The revised guidance aims to explicitly reinforce the collective oversight and risk governance responsibilities of the board, besides emphasizing key components of risk governance such as risk culture, risk appetite and their relationship to a bank’s risk capacity.

The revised guidance includes 13 principles which should be implemented commensurate with the size, complexity, structure, economic significance, risk profile and business model of the bank and the group (if any) to which it belongs.

The first principle highlights a board’s overall responsibility for the bank, including approving and overseeing management’s implementation of the bank’s strategic objectives, governance framework and corporate culture.

The first principle envisages a risk governance framework to include well defined organizational responsibilities for risk management, typically referred to as the three lines of defense viz.: (a) the business line, (b) a risk management function and a compliance function independent from the first line of defense and (c) and internal audit function independent from the first and second lines of defense.

According to the revised guidance, the board should ensure that the risk management, compliance and internal audit functions are properly positioned, staffed and resourced and carry out their responsibilities independently, objectively and effectively.

Stressing the importance of board qualifications and composition, the second principal suggests a suitable board to carry out its responsibilities and have a composition that facilitates effective oversight through a sufficient number of independent directors.

Crucial role by the chair

The revised guidance emphasizes the chair of the board plays a crucial role in the proper functioning of the board.
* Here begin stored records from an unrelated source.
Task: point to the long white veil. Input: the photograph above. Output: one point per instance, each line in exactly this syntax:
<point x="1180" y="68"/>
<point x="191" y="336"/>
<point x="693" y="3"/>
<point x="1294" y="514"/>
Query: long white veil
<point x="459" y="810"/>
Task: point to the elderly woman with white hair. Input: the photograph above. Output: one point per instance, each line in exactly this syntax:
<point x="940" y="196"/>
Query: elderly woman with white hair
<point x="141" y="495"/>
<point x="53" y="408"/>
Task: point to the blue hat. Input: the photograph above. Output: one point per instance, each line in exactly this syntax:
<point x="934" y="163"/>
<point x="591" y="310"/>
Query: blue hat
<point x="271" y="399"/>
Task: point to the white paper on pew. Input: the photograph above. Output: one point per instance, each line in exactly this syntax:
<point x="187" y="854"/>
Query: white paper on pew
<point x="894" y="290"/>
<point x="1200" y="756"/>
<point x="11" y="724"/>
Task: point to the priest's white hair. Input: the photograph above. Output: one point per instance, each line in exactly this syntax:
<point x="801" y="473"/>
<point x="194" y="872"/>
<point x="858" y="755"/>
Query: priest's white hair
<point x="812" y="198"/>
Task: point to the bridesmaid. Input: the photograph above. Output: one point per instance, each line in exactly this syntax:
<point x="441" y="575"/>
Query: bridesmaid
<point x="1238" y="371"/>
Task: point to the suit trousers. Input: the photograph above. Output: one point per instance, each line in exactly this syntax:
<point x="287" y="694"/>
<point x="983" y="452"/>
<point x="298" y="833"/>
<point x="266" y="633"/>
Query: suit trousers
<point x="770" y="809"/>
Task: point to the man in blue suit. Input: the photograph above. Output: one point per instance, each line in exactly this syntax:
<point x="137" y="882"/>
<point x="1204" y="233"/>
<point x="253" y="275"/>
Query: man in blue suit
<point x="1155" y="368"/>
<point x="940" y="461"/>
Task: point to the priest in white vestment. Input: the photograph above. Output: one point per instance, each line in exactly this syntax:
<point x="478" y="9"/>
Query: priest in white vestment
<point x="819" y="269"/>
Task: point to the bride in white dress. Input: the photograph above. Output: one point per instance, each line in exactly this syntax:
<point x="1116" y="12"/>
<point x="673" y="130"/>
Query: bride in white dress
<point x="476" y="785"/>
It suggests the chair encourage and promote critical discussion and ensure that dissenting views can be freely expressed and discussed within the decision-making process.

Thus, the third principle envisages the board to structure itself in terms of leadership, size and use of committees so as to effectively carry out its oversight role and other responsibilities.

Focusing on the role of senior management, the fourth principle suggests that under the direction and oversight of the board, senior management should carry out and manage the bank’s activities in a manner consistent with the business strategy, risk appetite, remuneration and other policies approved by the board.

Highlighting the importance of governance of group structures, the fifth principle suggests the board of the parent company should be aware of the material risks and issues that might affect both the bank as a whole and its subsidiaries.

The sixth principle envisages banks to have an effective independent risk management function, under the direction of a chief risk officer with sufficient stature, independence, resources and access to the board, while the seventh principle highlights risk identification, monitoring and controlling.

Underscoring the importance of risk communication, the eighth principle emphasizes ongoing communication about risk issues throughout the bank to promote strong risk culture, while the ninth principle suggests the bank’s board of directors to be responsible for overseeing the management of the bank’s compliance risk.

The tenth principle envisages bank to have a strong internal audit function with a clear mandate ro be accountable to the board and be independent of the audited activities, while the eleventh principle underscores the importance of compensation whereby the bank’s remuneration structure should support sound corporate governance and risk management.

Focusing on disclosure and transparency, the twelfth principle suggests banks in general should apply the disclosure and transparency section of the OECD principles. The last principle envisages supervisors to evaluate whether the bank has in place effective mechanisms through which the board and senior management execute their respective oversight responsibilities.